Sunday, September 16, 2007

Special Condensed Course in Ag Cooperatives

Dr. James R. Baarda from the USDA Rural Business-Cooperative Service in Washington, D.C. will be with us this week teaching a condensed Agricultural Cooperative Law course. This is one of the special condensed course offerings in the LL.M. Program. During a condensed course week, the rest of our classes are suspended, and the LL.M. candidates immerse themselves in just one subject.


Dr. Baarda grew up on a farm in Iowa and received his B.S. degree in chemistry, physics, and zoology from Iowa State University. He received his law degree from the University of Denver School of Law (night division) and his Ph.D. in food and resource economics from the University of Florida. In addition to private practice and consulting work, Dr. Baarda has had a long and distinguished career with the USDA. He has worked with farmer cooperatives in Eastern Europe and Russia as well as throughout the United States. He is the recipient of the American Agricultural Law Association Distinguished Service Award and the USDA Superior Service Award. His current work is focused on the legal, economic, financial, and business characteristics of cooperatives that distinguish them from other forms of business in a dynamic, global economy.

Dr. Baarda is a great teacher and puts a tremendous amount of work into organizing a good course for our students. We are delighted to have him with us this week.

Saturday, September 15, 2007

Welcome to the Unofficial Blog of the Graduate Program in Agricultural Law

Each year, the Graduate Program in Agricultural Law at the University of Arkansas School of Law in Fayetteville, Arkansas prepares a small number of carefully selected attorneys as specialists in the legal problems and policies associated with agriculture.

What is agricultural law? It is the study of the network of laws that apply to the production, marketing, and sale of the food we eat, the natural fibers we wear, and increasingly, the bio-fuel that runs our cars. Agricultural law affects everyone; yet few understand the complex interaction of special exceptions and unique rules.
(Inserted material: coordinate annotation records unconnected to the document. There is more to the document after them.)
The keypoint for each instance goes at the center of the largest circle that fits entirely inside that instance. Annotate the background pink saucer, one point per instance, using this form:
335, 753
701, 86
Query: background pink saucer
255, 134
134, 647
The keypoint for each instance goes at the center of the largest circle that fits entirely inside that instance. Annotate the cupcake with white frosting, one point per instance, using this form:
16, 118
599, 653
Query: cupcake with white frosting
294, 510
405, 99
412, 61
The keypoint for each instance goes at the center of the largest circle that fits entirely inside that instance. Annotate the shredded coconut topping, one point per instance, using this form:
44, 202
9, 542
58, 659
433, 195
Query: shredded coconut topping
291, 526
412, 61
In the Graduate Program in Agricultural Law, we study this network of special laws - including the regulation of food safety and food labeling, the environmental regulation of agricultural production, and the commercial laws involved in agricultural transactions. And, we debate the critical policy issues concerning our system of food and agriculture today.


The objective of our program is to provide attorneys with the ability to deal at the highest professional level with the complex legal issues facing producers, processors, and consumers of agricultural products. We hope you enjoy learning more about our program and about agricultural law through this blog.